At that time, religious sisters were expected to remain enclosed in convents, so Nano Nagle and her assistants performed their works of charity without becoming a religious congregation. This gave them the freedom to visit the poor in their homes. However, realising the need for a group to continue her work after her death, Nano founded the ‘Sisters of Charitable Instruction of the Sacred Heart of Jesus’ in 1775. Later, in 1794, Nagle’s group joined forces with a charity founded by former milliner Teresa Mulally, who had used money won in a state lottery to start a Catholic school for the poor girls of inner-city Dublin. This combined group became the congregation of the Sisters of the Presentation of the Blessed Virgin Mary.
Two years before Nano’s death, Catholics were once again allowed to open schools in Ireland, and so she lived to see her schools emerge from secrecy.
Nano’s work laid the foundation for a voluntary school system in Ireland and for the wide range of ministries to which Presentation Sisters around the world remain committed.

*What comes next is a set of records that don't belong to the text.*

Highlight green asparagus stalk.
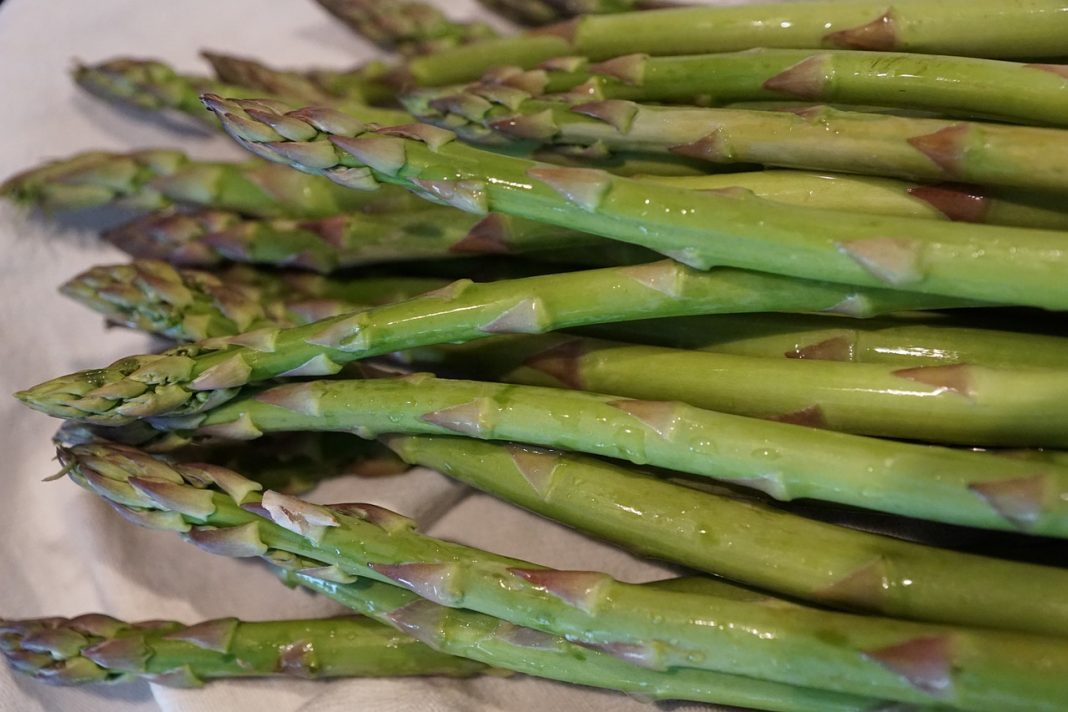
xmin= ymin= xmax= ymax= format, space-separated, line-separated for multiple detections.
xmin=0 ymin=149 xmax=420 ymax=218
xmin=412 ymin=335 xmax=1068 ymax=447
xmin=0 ymin=614 xmax=487 ymax=687
xmin=61 ymin=447 xmax=1068 ymax=712
xmin=317 ymin=0 xmax=497 ymax=56
xmin=386 ymin=436 xmax=1068 ymax=635
xmin=384 ymin=0 xmax=1068 ymax=86
xmin=206 ymin=97 xmax=1068 ymax=310
xmin=152 ymin=375 xmax=1068 ymax=538
xmin=641 ymin=170 xmax=1068 ymax=231
xmin=483 ymin=49 xmax=1068 ymax=126
xmin=74 ymin=56 xmax=410 ymax=126
xmin=409 ymin=93 xmax=1068 ymax=195
xmin=581 ymin=314 xmax=1068 ymax=369
xmin=478 ymin=0 xmax=678 ymax=26
xmin=60 ymin=259 xmax=445 ymax=342
xmin=105 ymin=206 xmax=636 ymax=272
xmin=17 ymin=260 xmax=982 ymax=425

In 2000, she was voted Irish Woman of the Millennium in recognition of her importance as a pioneer of female education in Ireland. In October 2013, she was declared Venerable by Pope Francis.
The Presentation Sisters in Australia
The Society of Australian Congregations of the Presentation of the Blessed Virgin Mary is a federation of six autonomous Presentation congregations in Australia and a group of Melanesian and Australian Presentation Sisters in Papua New Guinea.
The sisters arrived in Australia in 1866 in response to an urgent need to educate the children of poor Irish settlers. The first Presentation school was opened in Richmond, Tasmania, followed in 1873 by the first mainland school, which opened in St Kilda, Melbourne, and the first New South Wales school, which opened the following year in Wagga Wagga.
In 1899 the Wagga sisters answered a call from the newly appointed bishop of Rockhampton, Bishop Higgins, to staff a parish school and open a high school in the outback town of Longreach, a town so remote the sisters could not find it on any map. Thus began their Queensland ministries.
In 1958, Pope Pius XII approved the formation of the Society of the Australian Congregations of the Presentation of the Blessed Virgin Mary. In 1960, the Queensland congregation moved its centre of administration to Brisbane.
Since Vatican II, many sisters have moved into other ministries besides teaching, such as aged care, Indigenous care, mental health support, migrant/refugee support, and many others. In the spirit of Nano, they offer direct support and also challenge the social conditions that cause hardship and poverty.